On August 26, Amgen (AMGN) announced the purchase of leading immunology drug Otezla from Celgene (CELG) for a cash consideration of $13.4 billion. The deal is valued at a net consideration of around $11.2 billion, excluding $2.2 billion worth of present value of its anticipated future cash tax benefits. Amgen expects to close the deal by the end of 2019.
Background as Amgen buys Otezla
After this announcement, Amgen’s share price was $204.75, 2.85% higher than the previous day’s close. The rise in its share price, despite the high purchase price offered for Otezla, highlights the overall investor optimism for this deal.
Amgen already enjoys a stronghold in the immunology space with its biologic drug, Enbrel. The company has also launched Amgevita, which is a biosimilar version of AbbVie’s Humira, in certain European markets. Investors expect Amgen to leverage its strengths in the immunology space to further advance Otezla’s revenue trajectory.
However, investors have started questioning the possibility of an Amgen-Alexion Pharmaceuticals deal. With Amgen tying up a significant amount of resources to acquire Otezla, the chance of another major acquisition by the company seems rare.
Alexion Pharmaceuticals’ share price has dropped by 2.78% from its previous close and is trading close to $112.12 today. To learn more about the rumors related to a probable Amgen-Alexion Pharmaceuticals deal, please refer to Amgen’s Alexion Acquisition: Does It Make Sense?
How could Otezla benefit Amgen?
The acquisition of Otezla is expected to be accretive to Amgen’s revenues and non-GAAP EPS immediately after the deal’s completion. Amgen expects Otezla to report revenues close to $1.9 billion in 2019. The company has estimated low double-digit year-over-year sales growth for Otezla until 2024. As a result, Amgen expects Otezla to accelerate both its short and long-term revenue growth.
Otezla is also expected to strengthen Amgen’s position in the US and international markets. The drug is approved by the FDA in three indications in the US, and it’s currently approved in 54 other countries. The drug’s patent estate is expected to protect the drug from generic erosion in the US at least until 2028.
Divestiture of Otezla is related to the merger of Bristol-Myers Squibb and Celgene
The completion of Otezla’s divestiture is of paramount importance for the completion of Bristol-Myers Squibb’s (BMY) pending merger with Celgene.
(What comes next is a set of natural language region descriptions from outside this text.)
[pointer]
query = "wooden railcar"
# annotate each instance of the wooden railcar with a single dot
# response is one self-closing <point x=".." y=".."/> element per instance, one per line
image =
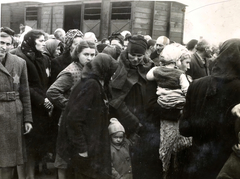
<point x="154" y="18"/>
The $74 billion Bristol-Myers Squibb–Celgene megamerger has seen multiple twists and turns since it was announced in January. Finally, shareholders of both companies voted in favor of the deal in April. To learn more, please refer to What Investors Should Know about BMY-CELG Deal.
However, in June, Bristol-Myers Squibb announced a revision in the anticipated timeline for the completion of its merger with Celgene. Instead of the previous timeline of the third quarter of 2019, the deal is now expected to be completed in late 2019 or early 2020.
The delay in the timeline was attributed to the requirement for the divestiture of Otezla as a precondition for securing approval from the FTC. This news was not well-received by investors of both Bristol-Myers Squibb and Celgene. To learn more, please refer to Bristol-Myers Squibb: Losing Otezla Might Be Challenging.
Against this backdrop, the announcement of the divestiture of Otezla is seen as a major positive development for Bristol-Myers Squibb and Celgene. Today, Bristol-Myers Squibb’s share price is up 2.92% from its previous close and is trading close to $47.93.
Celgene’s share price also jumped by 2.83% from its previous close and is trading close to $96.65 today. The news of Otezla’s divestiture is a step forward in clearing the roadblocks for the Bristol-Myers Squibb–Celgene deal.